In the summer of 2016, the EDD discontinued the Pondera software. The 2013 federal grant had run its course, and the software was not renewed because of the $2 million price tag, which represented less than 1 percent of the EDD’s budget. Is anyone accountable for this decision? Did anyone in the agency fight to retain the software, given its remarkable performance? Did anyone anticipate what would happen without the software? Nearly three years later, these questions remain unanswered. Without the fraud-detection software, the EDD might as well have attached neon lights to its ancient mainframe computer, with a sign saying “The party is here! Open bar!” A $2 million dollar annual software purchase compared to $32.6 billion in fraud gives a whole new meaning to the term incompetent government.

How did state government respond to this fiasco? In July 2020, Governor Newsom appointed a “strike force” to evaluate the EDD. By September 2020, Beverly Hills police arrested individuals who were buying expensive clothing, jewelry, and cars using EDD debit cards, which electronically provide unemployment benefits. Those arrested showed the police how easy it was to obtain these cards. Rapper Nuke Bizzle penned a song about the ease of committing EDD fraud that goes like this: “I done got rich off EDD. . . . I just might swipe me a lump sum. I’m in Dior havin’ money fun. . . . Ten cards, I’m swiping 10K a day. Counting up bills like a CPA.”

The strike force’s report cited many deficiencies, including the use of 1980s technology, employees who do not securely handle passwords, certain types of claims being dealt with manually, and the failure of having a systematic approach to even determining their backlog. But none of this is news. The EDD has been the subject of 10 audits over the previous decade, and as you can see from its recent performance, none of these previous audits has moved the needle.

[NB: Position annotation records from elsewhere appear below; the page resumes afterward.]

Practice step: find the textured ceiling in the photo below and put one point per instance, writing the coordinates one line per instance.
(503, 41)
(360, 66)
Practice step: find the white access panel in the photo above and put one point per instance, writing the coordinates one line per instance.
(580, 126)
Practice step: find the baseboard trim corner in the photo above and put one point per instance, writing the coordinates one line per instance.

Even after all this, the EDD can’t identify all the fraud that occurred. The EDD estimated about $20 billion in fraud, but Lexis-Nexis, an independent data and analytics firm, reports the fraud is approximately $32.6 billion.

The costs of California’s unemployment fraud debacle will be borne by everyone, because higher taxes on businesses means high prices, less hiring, lower raises, less investment, and less new-business formation. The state agency that is responsible for taking care of the most vulnerable Californians has been inadequate for years, and neither the governor nor the Democratic supermajority in the state legislature is willing to hold the EDD accountable.

Regarding accountability, the head of California’s labor department during the pandemic was Julie Su, who served as California’s labor commissioner between 2019-2021. She is now U.S. Assistant Labor Secretary and has been nominated by President Biden to succeed former Secretary of Labor Marty Walsh, who resigned to head the National Hockey League’s player association. Republicans, led by California freshman House representative Kevin Kiley, have opposed this nomination, and this has coordinated broader opposition to Su among business groups.

Su was confirmed as US assistant labor secretary in 2021 by only a 50–47 vote, with those opposing her citing California’s pandemic unemployment debacle that took place on her watch, and her support for California’s controversial 2020 law that makes working as an independent contractor in many occupations in California illegal. Now, as she awaits a Senate confirmation hearing to become U.S. Secretary of Labor, California’s failure to repay its federal loan has put the spotlight back on California’s awful EDD performance. Ironically, her home state’s irresponsibility will make this confirmation even more difficult than her 2021 confirmation, and perhaps impossible. Even if there is no accountability in California, perhaps there will be at the national level.